“wild and (really) woolly” . . .

by mulberryshoots


At Thanksgiving break, my granddaughter, Anna, and I had lunch. I had brought a few knitted neck scarves for her to try on. Without a moment’s hesitation, she picked up a blue handspun piece with bobbles and uneven yarns. I had knitted it from yarn called, “Sherlock Holmes” for some reason. I haven’t figured out why it was called that, but we both liked it.

Later, I bought another skein to make a similar cowl for her mother, my eldest daughter. I gave that one to her at our Christmas Eve party – and she wore it during her stay at their Gloucester house where her BFF remarked, “what’s that thing you’re wearing around your neck?”

So, yep, you guessed it. I made one for BFF who sounded like she loved it when she received it in the mail from me in January.

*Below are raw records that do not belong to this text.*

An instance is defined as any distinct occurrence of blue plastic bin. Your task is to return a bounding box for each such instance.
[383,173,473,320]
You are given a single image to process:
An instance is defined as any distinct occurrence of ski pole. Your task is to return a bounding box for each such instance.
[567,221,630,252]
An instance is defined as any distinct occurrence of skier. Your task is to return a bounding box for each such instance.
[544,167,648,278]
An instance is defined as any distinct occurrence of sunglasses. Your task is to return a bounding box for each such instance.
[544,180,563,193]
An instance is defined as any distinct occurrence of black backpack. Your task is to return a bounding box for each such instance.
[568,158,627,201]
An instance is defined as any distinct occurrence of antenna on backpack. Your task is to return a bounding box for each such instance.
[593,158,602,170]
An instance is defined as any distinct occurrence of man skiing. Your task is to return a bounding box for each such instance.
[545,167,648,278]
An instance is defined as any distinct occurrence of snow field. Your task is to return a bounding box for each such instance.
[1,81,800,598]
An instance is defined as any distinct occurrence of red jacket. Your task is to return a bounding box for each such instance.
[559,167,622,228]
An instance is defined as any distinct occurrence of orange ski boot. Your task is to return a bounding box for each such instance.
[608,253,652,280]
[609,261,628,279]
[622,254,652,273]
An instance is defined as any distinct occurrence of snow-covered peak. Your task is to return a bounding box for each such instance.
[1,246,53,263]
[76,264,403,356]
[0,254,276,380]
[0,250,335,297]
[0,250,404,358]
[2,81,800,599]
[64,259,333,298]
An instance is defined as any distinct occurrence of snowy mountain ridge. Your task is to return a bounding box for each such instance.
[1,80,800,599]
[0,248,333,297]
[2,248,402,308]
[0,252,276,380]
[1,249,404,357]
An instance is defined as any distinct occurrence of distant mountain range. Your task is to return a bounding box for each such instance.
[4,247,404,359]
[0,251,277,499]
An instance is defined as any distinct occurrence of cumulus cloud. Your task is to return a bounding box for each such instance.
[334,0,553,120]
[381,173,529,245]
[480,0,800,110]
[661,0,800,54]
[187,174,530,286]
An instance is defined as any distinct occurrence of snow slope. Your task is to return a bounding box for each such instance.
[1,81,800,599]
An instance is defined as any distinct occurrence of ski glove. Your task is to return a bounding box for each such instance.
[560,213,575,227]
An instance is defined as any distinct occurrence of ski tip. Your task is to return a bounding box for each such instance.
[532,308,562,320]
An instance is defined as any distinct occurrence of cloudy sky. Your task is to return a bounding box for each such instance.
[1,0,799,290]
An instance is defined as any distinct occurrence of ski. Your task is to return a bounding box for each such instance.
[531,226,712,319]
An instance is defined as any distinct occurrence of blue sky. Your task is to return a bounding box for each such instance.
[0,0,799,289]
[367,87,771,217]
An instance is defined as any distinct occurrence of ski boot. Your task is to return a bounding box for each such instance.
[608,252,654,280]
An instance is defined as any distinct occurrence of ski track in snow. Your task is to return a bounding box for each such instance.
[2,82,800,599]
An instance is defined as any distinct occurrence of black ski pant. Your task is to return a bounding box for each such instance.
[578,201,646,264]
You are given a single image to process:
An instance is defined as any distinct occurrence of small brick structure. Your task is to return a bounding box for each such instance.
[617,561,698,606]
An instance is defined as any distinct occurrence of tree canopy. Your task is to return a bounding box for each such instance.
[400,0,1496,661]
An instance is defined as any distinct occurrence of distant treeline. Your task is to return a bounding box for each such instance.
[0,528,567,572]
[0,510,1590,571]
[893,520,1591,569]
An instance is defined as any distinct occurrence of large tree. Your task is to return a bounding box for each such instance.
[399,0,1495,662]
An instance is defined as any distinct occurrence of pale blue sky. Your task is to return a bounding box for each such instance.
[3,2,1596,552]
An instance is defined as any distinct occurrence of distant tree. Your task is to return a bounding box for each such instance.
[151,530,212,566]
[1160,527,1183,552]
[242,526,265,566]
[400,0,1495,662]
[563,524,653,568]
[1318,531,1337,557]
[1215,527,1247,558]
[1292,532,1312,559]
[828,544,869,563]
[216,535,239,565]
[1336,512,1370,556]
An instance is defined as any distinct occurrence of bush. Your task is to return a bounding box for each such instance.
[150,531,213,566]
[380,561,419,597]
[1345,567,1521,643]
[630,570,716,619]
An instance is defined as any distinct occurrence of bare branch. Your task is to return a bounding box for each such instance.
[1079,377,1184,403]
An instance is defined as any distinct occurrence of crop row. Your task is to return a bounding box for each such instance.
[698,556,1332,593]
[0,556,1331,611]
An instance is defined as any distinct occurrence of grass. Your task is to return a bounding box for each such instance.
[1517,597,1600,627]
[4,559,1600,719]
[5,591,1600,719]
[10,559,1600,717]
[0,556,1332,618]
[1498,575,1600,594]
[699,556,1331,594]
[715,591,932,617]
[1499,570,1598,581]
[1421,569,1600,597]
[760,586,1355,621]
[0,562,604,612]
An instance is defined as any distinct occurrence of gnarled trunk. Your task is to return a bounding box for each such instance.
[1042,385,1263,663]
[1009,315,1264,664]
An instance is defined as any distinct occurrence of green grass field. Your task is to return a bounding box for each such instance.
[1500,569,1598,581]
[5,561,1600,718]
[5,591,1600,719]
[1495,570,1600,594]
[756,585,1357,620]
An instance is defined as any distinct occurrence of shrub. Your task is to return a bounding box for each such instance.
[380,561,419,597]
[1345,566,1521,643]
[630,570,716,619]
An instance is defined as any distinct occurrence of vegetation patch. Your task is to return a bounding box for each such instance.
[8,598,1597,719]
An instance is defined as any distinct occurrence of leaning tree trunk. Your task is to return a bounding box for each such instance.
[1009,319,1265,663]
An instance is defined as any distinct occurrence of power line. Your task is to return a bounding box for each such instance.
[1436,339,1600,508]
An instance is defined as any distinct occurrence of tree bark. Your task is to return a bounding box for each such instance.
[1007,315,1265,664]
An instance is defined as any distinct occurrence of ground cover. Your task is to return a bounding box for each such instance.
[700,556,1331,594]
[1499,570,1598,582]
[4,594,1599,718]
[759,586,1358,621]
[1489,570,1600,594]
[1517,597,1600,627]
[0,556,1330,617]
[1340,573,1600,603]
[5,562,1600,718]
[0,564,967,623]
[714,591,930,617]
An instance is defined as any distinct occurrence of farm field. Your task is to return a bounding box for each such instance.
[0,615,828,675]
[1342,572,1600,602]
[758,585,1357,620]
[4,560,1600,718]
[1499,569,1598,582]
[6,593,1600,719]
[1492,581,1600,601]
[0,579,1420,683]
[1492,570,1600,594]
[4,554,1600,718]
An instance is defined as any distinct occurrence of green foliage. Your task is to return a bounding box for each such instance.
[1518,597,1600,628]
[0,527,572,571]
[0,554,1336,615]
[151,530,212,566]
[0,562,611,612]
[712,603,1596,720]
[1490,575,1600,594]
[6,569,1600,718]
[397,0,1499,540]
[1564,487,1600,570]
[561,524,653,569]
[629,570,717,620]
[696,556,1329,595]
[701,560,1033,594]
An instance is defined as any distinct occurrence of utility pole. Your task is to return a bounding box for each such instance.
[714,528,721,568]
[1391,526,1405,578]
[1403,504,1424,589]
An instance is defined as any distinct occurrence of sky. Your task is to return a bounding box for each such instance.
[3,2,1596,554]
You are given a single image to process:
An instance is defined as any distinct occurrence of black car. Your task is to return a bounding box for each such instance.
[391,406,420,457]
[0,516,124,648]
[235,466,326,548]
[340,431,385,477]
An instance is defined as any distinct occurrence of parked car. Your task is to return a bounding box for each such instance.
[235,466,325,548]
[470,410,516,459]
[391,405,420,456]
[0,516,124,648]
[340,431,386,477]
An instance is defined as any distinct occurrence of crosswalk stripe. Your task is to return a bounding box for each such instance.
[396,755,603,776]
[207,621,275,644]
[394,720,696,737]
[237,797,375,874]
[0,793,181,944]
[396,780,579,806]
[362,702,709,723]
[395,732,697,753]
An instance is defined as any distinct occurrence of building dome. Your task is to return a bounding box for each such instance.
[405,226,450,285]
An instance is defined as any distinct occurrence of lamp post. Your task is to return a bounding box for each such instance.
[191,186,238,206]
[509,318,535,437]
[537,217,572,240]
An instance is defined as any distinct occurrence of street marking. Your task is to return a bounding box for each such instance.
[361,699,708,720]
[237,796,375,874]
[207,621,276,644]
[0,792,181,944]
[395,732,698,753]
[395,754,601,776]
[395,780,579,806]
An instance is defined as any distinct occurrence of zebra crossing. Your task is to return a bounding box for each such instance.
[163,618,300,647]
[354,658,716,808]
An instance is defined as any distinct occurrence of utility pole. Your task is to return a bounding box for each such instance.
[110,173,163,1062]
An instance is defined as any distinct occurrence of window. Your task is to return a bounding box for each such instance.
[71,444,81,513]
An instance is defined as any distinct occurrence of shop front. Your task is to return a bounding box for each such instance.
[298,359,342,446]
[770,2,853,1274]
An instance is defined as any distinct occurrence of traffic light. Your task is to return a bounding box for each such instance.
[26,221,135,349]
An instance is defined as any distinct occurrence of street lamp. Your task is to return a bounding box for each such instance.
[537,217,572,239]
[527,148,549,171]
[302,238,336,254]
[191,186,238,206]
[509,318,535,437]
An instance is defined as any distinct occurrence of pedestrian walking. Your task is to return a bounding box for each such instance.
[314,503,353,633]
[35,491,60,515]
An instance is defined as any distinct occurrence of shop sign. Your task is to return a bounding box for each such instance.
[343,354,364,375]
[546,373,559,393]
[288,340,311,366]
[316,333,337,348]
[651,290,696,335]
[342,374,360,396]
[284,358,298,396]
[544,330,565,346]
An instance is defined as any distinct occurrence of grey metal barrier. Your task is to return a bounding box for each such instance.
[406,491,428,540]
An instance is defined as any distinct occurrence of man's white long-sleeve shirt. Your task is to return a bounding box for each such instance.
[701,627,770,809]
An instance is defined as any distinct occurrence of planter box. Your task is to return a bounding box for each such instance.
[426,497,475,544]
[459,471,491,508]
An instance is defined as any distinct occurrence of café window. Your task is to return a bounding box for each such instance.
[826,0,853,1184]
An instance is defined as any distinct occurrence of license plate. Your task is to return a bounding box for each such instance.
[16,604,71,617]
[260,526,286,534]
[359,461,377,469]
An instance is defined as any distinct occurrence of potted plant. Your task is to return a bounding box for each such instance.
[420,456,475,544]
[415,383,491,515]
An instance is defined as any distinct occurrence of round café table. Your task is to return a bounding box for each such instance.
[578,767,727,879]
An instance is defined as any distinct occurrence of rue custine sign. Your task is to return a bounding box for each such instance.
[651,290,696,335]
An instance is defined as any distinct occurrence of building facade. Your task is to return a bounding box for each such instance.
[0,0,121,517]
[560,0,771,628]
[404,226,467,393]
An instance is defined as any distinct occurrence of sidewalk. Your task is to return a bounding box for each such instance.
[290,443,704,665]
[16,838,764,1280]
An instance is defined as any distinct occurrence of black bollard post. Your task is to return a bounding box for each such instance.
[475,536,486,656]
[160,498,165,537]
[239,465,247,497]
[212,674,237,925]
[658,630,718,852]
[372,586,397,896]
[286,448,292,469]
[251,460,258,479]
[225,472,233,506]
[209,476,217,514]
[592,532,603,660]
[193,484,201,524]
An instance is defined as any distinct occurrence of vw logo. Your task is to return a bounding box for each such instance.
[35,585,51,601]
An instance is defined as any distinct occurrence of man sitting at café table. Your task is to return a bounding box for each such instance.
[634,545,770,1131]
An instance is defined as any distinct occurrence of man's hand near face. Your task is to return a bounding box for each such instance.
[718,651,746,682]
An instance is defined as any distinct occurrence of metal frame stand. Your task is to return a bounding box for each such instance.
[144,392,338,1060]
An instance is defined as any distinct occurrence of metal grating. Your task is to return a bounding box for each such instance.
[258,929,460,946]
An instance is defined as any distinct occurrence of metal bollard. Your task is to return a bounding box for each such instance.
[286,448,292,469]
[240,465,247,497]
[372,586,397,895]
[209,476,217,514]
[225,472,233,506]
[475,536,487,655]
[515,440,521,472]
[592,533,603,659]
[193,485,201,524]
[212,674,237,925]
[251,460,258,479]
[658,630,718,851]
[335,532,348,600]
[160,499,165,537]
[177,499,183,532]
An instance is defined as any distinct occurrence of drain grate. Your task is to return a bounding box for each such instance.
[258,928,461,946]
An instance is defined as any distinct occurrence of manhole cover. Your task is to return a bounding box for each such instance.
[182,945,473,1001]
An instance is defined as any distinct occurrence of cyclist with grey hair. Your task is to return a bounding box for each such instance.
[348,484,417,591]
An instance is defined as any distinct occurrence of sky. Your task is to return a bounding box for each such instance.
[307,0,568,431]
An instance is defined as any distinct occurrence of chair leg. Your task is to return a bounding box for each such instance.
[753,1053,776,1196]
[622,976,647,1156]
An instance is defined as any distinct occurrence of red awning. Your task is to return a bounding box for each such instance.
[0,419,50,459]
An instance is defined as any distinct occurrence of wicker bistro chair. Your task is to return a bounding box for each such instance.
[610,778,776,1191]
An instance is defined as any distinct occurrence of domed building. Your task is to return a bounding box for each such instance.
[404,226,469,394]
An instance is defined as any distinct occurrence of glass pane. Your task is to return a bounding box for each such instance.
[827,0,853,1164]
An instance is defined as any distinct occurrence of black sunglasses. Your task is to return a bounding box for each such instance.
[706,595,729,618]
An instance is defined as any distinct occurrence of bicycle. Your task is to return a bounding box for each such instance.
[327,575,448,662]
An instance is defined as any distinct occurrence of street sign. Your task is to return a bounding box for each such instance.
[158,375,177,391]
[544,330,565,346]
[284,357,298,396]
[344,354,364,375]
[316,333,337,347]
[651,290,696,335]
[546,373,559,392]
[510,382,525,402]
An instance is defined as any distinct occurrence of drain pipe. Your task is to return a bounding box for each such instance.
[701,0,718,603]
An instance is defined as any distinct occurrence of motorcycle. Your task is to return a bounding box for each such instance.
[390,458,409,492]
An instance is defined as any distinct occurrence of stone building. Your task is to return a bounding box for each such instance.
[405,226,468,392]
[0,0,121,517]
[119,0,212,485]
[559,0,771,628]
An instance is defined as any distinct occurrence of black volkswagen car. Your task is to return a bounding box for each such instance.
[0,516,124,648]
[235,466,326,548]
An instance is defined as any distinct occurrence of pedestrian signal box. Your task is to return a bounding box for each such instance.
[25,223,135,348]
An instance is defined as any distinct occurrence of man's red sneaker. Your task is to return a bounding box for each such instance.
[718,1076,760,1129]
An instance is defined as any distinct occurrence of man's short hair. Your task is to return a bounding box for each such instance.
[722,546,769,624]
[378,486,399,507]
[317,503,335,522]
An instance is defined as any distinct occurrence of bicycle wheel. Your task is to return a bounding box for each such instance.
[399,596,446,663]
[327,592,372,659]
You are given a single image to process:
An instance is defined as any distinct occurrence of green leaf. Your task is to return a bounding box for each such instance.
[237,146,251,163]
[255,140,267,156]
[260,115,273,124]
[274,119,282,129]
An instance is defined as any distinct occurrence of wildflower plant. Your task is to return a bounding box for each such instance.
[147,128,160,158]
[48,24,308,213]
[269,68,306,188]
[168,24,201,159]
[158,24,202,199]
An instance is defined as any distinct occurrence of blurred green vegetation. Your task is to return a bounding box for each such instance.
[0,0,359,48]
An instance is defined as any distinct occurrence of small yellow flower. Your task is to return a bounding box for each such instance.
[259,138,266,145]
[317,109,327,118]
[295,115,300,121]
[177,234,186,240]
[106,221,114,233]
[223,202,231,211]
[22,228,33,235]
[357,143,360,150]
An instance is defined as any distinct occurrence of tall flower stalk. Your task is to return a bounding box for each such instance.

Now, we had three outfitted in this yarn. In early Spring, that’s end of March around here, I thought it might be interesting to knit a vest for myself. Two thirds of the way through, I ran out of yarn. The yarn spinner sent me some more at a discounted price. I ran out again – and she sent me some more.

Easter came early this year so I spent a lot of time cleaning the house and cooking. Afterwards, I finally put the pieces I already had to figure out how to finish the vest. I like to knit extemporaneously, which means that I knit until I either pull it apart to start over or I improvise as I go along. It’s never been my strong suit to follow written directions.

Recently, I managed to finish it, adding side panels and braiding ties for the front rather than buttons that would just get lost in the wool. I was going for an updated hip designer look. Still don’t know what Sherlock Holmes has to do with it, but it adds a note of mystery to the whole thing!

Footnote: Since I published this post, I wrote to the yarn spinner to ask her why she named the yarn, “Sherlock Holmes.” It turns out that this literary character made up by Arthur Conan Doyle, only wore shades of browns, blues and whites – and this is the combination of colourways that appear in the finished yarn. Mystery solved!